Le président sénégalais Macky Sall a laissé jeudi en suspens la date de la présidentielle dont il avait décrété le report, tout en assurant que son mandat à la tête du pays se terminerait comme prévu le 2 avril. «Pour ce qui est de la date, on verra ce que le dialogue proposera», a-t-il dit lors d’un entretien avec la presse sénégalaise en évoquant le dialogue politique qu’il entend mener à partir de lundi.
«L’élection peut se tenir avant ou après le 2 avril», a-t-il déclaré. Interrogé sur l’éventualité qu’elle se tienne d’ici au 2 avril, il a répondu «je ne le pense pas», tout en assurant que sa mission se terminait le 2 avril. «Le 2 avril 2024 ma mission se termine à la tête du Sénégal», a-t-il déclaré.
Le Sénégal, volontiers vanté pour sa stabilité et ses pratiques démocratiques bien qu’ayant connu de graves troubles politiques par le passé, est plongé dans l’inconnu depuis la décision début février du président Sall et de l’Assemblée nationale de reporter au 15 décembre la présidentielle prévue le 25 février.
Ce report, dénoncé comme un «coup d’Etat constitutionnel» par l’opposition, a provoqué une commotion dans l’opinion et des manifestations qui ont fait quatre morts. Le Conseil constitutionnel a opposé la semaine dernière son veto à cet ajournement et au maintien du président Sall à son poste jusqu’à l’installation de son successeur.
Le Conseil a constaté l’impossibilité de maintenir la présidentielle le 25 février et demandé aux autorités de l’organiser «dans les meilleurs délais».
Malgré les spéculations sur la tentation d’un passage en force, le président Sall avait dit le lendemain son intention de respecter la décision du Conseil et de mener «sans tarder les consultations nécessaires» à l’organisation du scrutin. Depuis lors, rien n’avait filtré officiellement des discussions qu’il aurait menées, en dépit de déclarations à la presse de personnalités disant avoir joué les bons offices, y compris auprès d’Ousmane Sonko, personnage principal d’un bras de fer avec l’État qui a donné lieu à plusieurs épisodes de contestation meurtrière depuis 2021.
Toujours lors de cet entretien avec la presse sénégalaise, le président sénégalais Macky Sall s’est dit jeudi «prêt» à libérer Ousmane Sonko pour aller vers des élections «apaisées», dans un entretien télévisé avec la presse sénégalaise. M. Sonko est emprisonné depuis juillet 2023 et a été disqualifié de la présidentielle.
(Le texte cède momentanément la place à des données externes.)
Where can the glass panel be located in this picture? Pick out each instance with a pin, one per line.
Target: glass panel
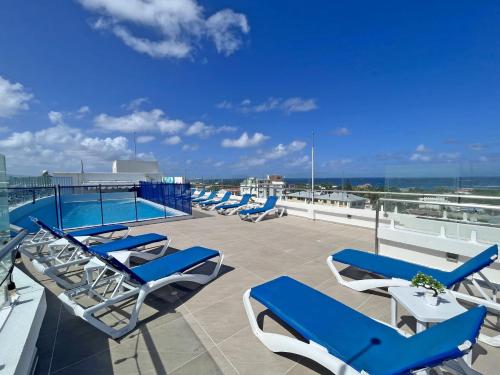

Mais la candidature de son second, Bassirou Diomaye Faye, détenu lui aussi, a été validée par le Conseil constitutionnel.
Des appels à la mobilisation
Le président Sall a demandé mercredi en Conseil des ministres que «toutes les dispositions» soient prises «pour une bonne organisation de l’élection présidentielle à une date qui sera fixée très prochainement, après les consultations avec les acteurs politiques, les responsables de la société civile et les représentants des forces vives». Il a demandé au ministère de la Justice de finaliser des textes «pour matérialiser la volonté de réconciliation et de pardon». Une loi d’amnistie des prisonniers avait été évoquée il y a une semaine.
Plusieurs centaines de détenus ont été relâchés depuis la semaine dernière, contribuant à une fragile détente.
Mais la société civile, qui a mobilisé plusieurs milliers de personnes le week-end passé, a prévu un nouveau rassemblement samedi à Dakar pour maintenir la pression sur le pouvoir, tout comme le camp présidentiel pour soutenir M. Sall. Le camp de Bassirou Diomaye Faye a accusé mercredi soir le président de traîner les pieds, comme l’a fait la très grande majorité des 19 candidats retenus par le Conseil constitutionnel
. Il n’acceptera de discuter que pour fixer «sans délai» la date de la présidentielle, et celle-ci devra avoir lieu avant le 2 avril et la fin du mandat de M. Sall, a-t-il prévenu dans un communiqué. Le président a justifié le report de l’élection par les vives querelles survenues au cours du processus préélectoral.
Il a dit vouloir une élection incontestable, s’inquiétant du risque de nouveaux accès de violence après ceux de 2021 et 2023.
Après l’intervention du Conseil constitutionnel, une nouvelle controverse est apparue sur la tenue de la présidentielle avant ou après le 2 avril, et sur une reprise à zéro, ou non, du processus d’homologation des candidatures. L’opposition soupçonne le camp présidentiel de vouloir s’arranger avec le calendrier par crainte de la défaite de son candidat, le Premier ministre Amadou Ba, désigné par le président Sall pour lui succéder.
Elle suspecte une manœuvre pour que M. Sall reste au pouvoir, bien qu’il ait dit ne pas vouloir se représenter pour un 3e mandat.